International Patents and International Harmonization - Protection of intellectual property rights plays a key role in bilateral trade negotiations among international partners. - BioPharm


International Patents and International Harmonization
Protection of intellectual property rights plays a key role in bilateral trade negotiations among international partners.

BioPharm International

Overall, the problem of how developing and least-developed nations can provide their populations with appropriate access to life-saving patented medicines and biopharmaceutical products without undermining effective patent protection has still not been entirely resolved. Despite tough negotiations at the WTO level, little or no use has been made of the flexibilities in the TRIPS agreement that allow for compulsory licenses. Innovative biopharmaceutical companies have made various efforts to donate patented medicines to patients in developing nations while advocating the retention of intellectual property protections that are crucial to future innovation. At the same time, the global AIDS pandemic and the spread of other serious diseases have not slowed. The issue will likely continue to be at the forefront of any discussion regarding the TRIPS agreement and international biopharmaceutical patents.

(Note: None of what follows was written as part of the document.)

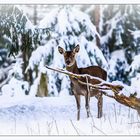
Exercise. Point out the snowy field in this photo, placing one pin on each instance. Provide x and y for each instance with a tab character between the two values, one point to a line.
57	116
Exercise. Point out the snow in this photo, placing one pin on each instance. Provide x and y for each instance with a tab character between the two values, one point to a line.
57	116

Bilateral and Regional Trade Agreements

The protection of intellectual property rights has also played a key role in bilateral trade negotiations between the US government and its trading partners. The US government has consistently used bilateral and regional negotiations to improve intellectual property standards worldwide, and has pursued a policy of ensuring that bilateral trade agreements contain strong and effective patent protections. Patents for biopharmaceutical products are often at the center of these negotiations.

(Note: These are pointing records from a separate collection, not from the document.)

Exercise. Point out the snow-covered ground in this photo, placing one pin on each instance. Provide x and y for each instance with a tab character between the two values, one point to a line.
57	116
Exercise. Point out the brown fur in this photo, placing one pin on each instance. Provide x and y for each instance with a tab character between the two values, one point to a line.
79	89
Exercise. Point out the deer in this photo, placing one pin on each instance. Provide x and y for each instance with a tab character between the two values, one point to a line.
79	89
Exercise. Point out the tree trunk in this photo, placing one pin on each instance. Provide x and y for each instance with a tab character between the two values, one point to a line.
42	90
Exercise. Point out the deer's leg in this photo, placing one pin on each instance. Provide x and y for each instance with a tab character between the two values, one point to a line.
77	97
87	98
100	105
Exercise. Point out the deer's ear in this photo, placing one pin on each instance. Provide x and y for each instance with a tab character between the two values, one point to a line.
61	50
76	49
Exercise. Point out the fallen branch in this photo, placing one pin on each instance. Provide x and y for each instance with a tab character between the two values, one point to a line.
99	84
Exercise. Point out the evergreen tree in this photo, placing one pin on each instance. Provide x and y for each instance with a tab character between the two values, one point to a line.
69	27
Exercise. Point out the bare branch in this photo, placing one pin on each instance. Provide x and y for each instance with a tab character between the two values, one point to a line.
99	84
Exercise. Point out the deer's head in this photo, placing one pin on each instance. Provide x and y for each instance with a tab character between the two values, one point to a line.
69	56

The North American Free Trade Agreement (NAFTA) provides strong intellectual property protections in its Chapter 17. In recent years, the US has also concluded bilateral free trade agreements (FTAs) containing strong intellectual property protections with Australia, Chile, Jordan, Morocco, and Singapore. An agreement with five Central American nations and the Dominican Republic has been signed and is awaiting implementation by the US Congress. The intellectual property chapters of these FTAs often provide for higher levels of protection in areas already covered by the TRIPS agreement. In a recent FTA with Australia, for example, the US government sought even better protection for biopharmaceutical patents, in particular with respect to non-tariff trade barriers such as Australia's Pharmaceutical Benefits Scheme.5

The US government is seeking similar high-level intellectual property protections in ongoing bilateral negotiations with Bahrain, Panama, and the five members of the South African Customs Union, and in additional negotiations with Andean nations and Thailand. Intellectual property protections are also key discussion points in negotiations toward a Free Trade Area of the Americas that would encompass all nations in North and South America, as well as in the Asia Pacific Economic Forum that includes 21 Pacific Rim countries. Bilateral, regional, and multilateral trade negotiations have, overall, been a key tool for the US government in its efforts to further strengthen and harmonize intellectual property protections for the biopharmaceutical industry worldwide.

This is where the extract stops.